Physics-Based CFD Simulation of Lithium-Ion Battery Under a Real Driving Cycle

Lithium-ion battery has been widely used in electric appliances due to its high energy density. It also has been used in hybrid electric vehicles (HEVs) and electric vehicles (EVs). Battery's performance, life and safety are of great engineering importance. Using the simulation tool, battery's electric performance and thermal behavior can be computed to provide useful information in battery's design and optimization.

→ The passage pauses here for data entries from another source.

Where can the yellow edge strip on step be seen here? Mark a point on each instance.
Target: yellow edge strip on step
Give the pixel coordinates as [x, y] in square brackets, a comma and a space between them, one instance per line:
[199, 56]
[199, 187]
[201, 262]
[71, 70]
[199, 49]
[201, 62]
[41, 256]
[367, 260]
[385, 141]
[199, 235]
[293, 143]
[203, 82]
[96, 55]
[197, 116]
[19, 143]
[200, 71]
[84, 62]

The physics-based electrochemical model, Newman's Pseudo-2D (P2D) porous electrode model, has been widely accepted in the study of lithium-ion batteries. However, the model is built on the electrode scale. There are two challenges to apply such models in the electrochemical-thermal coupled battery simulation. The first one is how to use such electrode-scale models in the large scale simulation (battery dimension scale). The other one is how to make the physics-based model cost-efficient in a computational fluid dynamics (CFD) simulation. In this work, the multi-scale multi-dimensional approach (MSMD) [1] is used to address the first technical issue, and a linear approximation method for source terms [2] is used to address the second issue. As a result, Newman's P2D model can be used to simulate a lithium-ion battery's behavior under a real driving cycle in a three dimensional CFD simulation. In this work, a single battery cell under the FUDS driving cycle is simulated, and spatial distributions and time histories of many key variables related to the thermal and electrical behavior are presented.

References

1. G-H Kim et al, ``Multi-Domain Modeling of Lithium-Ion Batteries Encompassing Multi-Physics in Varied Length Scales," J. of Electrochem. Soc. 158 (8) A955-A969, 2011.
2. M. Guo and R.E. White, ``A Distributed Thermal Model for a Li-ion Electrode Plate Pair," J. of Power Resources, 221, pp. 334-344, 2013.